Représailles contre des athlètes ? : l’équipe ukrainienne fait de graves allégations aux Jeux paralympiques

Des représailles contre les sportifs ?L’équipe ukrainienne fait de graves allégations aux Jeux paralympiques

Oleksandra Kononova (à gauche) a dû changer ses boucles d’oreilles. (Photo : REUTERS)

Le différend sur la participation des Russes et des Biélorusses aux Jeux paralympiques se poursuit : l’équipe ukrainienne porte de graves accusations contre le Comité international paralympique. Nos propres athlètes et leurs familles seraient mis sous pression. L’IPC réagit avec surprise.

L’équipe ukrainienne se plaint des représailles de la part du Comité international paralympique (IPC) et du comité d’organisation des Jeux paralympiques d’hiver en Italie. « Nous sommes obligés d’expliquer que l’équipe nationale, ses athlètes et ses entraîneurs sont soumis à des pressions systématiques de la part des représentants du Comité international paralympique et du comité d’organisation des Jeux depuis le début des XIVes Jeux paralympiques d’hiver », indique un communiqué du Comité paralympique ukrainien.

L’IPC a été surpris par cette déclaration, a déclaré un porte-parole sur demande. Le Comité national paralympique n’a exprimé aucune inquiétude concernant les réunions des chefs de mission, le canal de communication officiel ou tout canal autre que les médias. « Bien que nous comprenions la situation du peuple ukrainien, cette compréhension ne permet pas à l’APN Ukraine de violer les règles de ces jeux », a-t-il déclaré.

Dans sa lettre ouverte, le Comité paralympique ukrainien énumère quatre exemples d’allégations. Après sa victoire au biathlon sprint, Oleksandra Kononova a dû retirer ses boucles d’oreilles aux couleurs nationales bleu et jaune et l’inscription « Stop War » lors de la cérémonie de remise des prix. Un représentant de l’IPC a tenté grossièrement de lui retirer l’argent, a écrit l’association. L’IPC a confirmé que Kononova devait retirer ses boucles d’oreilles, mais on lui a poliment demandé de le faire et elle a accepté.

Accusation de loyauté envers la Russie

Selon le Comité paralympique ukrainien, le drapeau ukrainien devant les quartiers du village paralympique a dû être démonté et accroché à nouveau dans un endroit moins visible. Les représentants de l’IPC et du comité d’organisation ont pris des drapeaux et des foulards avec des ornements ukrainiens de la famille du biathlète Taras Rad, vainqueur du biathlon sprint et troisième en individuel. Une réunion quotidienne en soirée dans la salle commune du logement, que l’équipe ukrainienne partage avec d’autres équipes, a également été déclarée irrecevable.

Dans le même temps, le Comité paralympique ukrainien accuse depuis longtemps l’IPC de « loyauté évidente et particulière » envers les comités paralympiques de Russie et de Biélorussie. Le CIPVP a rejeté l’allégation. La décision de lever l’exclusion de la Russie et de la Biélorussie a été prise démocratiquement par les associations membres lors de l’assemblée générale de septembre dernier et non par le conseil d’administration ou l’équipe de direction de l’IPC.

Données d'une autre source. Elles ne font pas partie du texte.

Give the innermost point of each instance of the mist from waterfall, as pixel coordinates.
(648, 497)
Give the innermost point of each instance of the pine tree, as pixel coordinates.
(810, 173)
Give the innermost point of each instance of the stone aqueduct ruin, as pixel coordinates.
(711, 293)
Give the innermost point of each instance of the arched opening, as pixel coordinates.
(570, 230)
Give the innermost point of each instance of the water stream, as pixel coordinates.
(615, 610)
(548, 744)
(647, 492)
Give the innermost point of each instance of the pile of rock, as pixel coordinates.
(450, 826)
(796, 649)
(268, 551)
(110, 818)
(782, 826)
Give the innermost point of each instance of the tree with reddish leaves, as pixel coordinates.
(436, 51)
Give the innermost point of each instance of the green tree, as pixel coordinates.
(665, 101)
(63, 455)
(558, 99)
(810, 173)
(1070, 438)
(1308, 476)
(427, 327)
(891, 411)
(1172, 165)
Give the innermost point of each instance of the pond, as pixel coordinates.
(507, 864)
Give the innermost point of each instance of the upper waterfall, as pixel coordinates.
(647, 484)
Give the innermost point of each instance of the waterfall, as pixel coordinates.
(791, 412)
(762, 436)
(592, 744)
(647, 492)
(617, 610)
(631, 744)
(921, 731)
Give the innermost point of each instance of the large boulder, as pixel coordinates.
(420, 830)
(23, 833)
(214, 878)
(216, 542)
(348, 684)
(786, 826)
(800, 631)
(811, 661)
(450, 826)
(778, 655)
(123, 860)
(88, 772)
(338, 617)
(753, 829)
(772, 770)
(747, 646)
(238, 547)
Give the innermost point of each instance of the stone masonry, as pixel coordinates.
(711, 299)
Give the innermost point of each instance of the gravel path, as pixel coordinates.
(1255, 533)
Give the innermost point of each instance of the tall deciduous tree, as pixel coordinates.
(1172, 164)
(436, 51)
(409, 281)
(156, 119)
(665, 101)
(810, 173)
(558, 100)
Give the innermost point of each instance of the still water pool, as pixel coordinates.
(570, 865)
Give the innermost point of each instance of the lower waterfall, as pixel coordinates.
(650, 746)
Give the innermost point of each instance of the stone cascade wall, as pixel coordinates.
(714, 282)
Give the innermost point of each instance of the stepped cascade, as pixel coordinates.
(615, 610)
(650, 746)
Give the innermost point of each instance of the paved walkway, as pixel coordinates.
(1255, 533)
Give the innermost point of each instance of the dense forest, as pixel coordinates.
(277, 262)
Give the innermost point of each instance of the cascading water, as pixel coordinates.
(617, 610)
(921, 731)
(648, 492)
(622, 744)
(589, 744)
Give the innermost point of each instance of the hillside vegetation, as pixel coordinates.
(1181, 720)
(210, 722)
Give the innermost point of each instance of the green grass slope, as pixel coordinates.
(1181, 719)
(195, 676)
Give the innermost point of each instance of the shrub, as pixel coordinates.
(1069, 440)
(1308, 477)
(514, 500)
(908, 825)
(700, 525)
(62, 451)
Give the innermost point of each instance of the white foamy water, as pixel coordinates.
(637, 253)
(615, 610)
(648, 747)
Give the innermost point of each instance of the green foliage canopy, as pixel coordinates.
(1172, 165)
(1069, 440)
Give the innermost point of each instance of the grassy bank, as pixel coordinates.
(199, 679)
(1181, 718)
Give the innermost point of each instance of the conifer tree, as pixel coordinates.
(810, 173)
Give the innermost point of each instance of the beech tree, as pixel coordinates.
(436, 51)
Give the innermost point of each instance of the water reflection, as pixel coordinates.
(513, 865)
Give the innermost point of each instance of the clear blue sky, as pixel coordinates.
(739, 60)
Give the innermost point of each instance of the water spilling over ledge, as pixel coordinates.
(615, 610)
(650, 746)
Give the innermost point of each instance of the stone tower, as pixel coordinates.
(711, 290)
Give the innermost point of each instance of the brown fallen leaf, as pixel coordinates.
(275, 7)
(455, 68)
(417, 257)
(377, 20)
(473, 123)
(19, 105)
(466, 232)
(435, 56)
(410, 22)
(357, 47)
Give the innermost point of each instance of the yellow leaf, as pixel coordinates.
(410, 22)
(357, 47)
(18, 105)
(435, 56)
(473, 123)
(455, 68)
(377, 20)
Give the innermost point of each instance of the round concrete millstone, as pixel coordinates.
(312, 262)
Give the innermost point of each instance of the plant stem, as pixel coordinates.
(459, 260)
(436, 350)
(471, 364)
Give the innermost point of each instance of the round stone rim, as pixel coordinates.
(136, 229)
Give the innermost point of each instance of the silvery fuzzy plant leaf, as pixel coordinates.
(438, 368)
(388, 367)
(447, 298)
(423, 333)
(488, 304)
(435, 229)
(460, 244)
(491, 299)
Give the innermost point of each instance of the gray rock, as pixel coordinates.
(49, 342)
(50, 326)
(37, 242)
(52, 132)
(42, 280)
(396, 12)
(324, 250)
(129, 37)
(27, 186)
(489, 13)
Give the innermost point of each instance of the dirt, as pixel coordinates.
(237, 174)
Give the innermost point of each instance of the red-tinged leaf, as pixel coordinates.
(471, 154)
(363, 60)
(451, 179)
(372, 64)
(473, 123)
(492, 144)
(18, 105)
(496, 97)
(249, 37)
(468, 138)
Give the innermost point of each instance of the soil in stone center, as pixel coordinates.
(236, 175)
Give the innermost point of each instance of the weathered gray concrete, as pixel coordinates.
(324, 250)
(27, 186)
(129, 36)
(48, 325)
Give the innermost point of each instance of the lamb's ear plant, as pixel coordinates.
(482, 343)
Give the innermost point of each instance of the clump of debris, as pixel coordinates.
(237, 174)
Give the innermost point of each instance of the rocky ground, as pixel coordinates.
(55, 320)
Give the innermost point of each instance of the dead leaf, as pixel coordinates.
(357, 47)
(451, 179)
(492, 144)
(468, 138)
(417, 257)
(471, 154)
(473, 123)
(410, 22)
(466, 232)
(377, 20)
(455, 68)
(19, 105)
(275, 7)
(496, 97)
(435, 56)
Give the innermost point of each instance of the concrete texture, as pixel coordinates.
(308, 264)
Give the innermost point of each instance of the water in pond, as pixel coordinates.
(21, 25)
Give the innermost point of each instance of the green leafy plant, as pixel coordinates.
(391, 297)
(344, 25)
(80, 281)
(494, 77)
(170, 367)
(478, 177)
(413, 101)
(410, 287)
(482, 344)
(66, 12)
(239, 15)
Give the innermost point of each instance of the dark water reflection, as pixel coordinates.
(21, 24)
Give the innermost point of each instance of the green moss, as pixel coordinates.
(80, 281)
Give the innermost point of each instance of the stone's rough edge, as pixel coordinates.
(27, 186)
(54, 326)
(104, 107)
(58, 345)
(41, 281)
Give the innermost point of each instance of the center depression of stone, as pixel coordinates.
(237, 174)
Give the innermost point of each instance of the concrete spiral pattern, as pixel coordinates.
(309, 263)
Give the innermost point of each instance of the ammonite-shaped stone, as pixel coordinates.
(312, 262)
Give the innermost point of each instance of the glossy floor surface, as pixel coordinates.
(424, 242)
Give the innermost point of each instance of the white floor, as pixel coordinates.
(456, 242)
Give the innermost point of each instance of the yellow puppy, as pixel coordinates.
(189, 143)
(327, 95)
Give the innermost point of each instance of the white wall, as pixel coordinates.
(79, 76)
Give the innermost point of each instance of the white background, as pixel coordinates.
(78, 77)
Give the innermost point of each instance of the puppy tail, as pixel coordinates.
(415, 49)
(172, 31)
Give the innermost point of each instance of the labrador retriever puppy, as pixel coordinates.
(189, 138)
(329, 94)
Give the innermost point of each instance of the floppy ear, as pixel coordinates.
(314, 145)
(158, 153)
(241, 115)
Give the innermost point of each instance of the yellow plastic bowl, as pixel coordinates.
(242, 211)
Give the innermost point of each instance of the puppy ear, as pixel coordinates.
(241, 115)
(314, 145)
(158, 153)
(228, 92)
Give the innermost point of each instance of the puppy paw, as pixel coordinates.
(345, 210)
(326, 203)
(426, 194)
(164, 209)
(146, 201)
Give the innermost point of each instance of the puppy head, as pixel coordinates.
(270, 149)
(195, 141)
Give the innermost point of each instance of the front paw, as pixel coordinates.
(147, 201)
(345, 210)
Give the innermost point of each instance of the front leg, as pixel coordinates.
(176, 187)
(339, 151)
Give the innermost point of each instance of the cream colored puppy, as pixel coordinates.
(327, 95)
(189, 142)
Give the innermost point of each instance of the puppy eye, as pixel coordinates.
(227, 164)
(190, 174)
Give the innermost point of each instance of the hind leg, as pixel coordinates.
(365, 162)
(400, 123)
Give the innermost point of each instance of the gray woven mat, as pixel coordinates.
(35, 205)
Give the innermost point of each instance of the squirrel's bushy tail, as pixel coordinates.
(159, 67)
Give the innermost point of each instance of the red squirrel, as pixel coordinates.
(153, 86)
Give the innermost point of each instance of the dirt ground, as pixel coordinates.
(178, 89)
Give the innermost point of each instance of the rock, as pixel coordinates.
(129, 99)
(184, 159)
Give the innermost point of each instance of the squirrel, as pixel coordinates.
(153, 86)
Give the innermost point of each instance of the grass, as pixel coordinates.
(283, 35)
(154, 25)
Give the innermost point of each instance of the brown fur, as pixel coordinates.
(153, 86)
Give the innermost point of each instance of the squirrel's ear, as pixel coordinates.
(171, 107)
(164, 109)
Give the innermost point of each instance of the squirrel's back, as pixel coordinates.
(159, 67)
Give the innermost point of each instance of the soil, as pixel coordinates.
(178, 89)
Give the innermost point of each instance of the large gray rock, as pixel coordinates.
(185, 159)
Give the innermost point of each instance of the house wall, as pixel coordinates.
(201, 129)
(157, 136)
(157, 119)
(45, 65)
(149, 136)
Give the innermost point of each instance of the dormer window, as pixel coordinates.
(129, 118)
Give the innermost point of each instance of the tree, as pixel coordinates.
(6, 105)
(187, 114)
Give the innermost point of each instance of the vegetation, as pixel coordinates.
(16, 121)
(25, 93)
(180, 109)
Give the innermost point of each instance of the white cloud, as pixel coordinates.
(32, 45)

Aux Jeux paralympiques d’hiver de Milan, Cortina d’Ampezzo et Tesero, les athlètes de Russie et de Biélorussie pourront concourir sous les symboles nationaux lors d’un événement sportif majeur pour la première fois depuis l’attaque russe contre l’Ukraine il y a quatre ans. Pour la gagnante du Super-G alpin Varvara Voronchichina, non seulement le drapeau russe a été hissé lors de la cérémonie de remise des prix paralympiques à Sotchi pour la première fois depuis 2014, mais l’hymne a également été joué.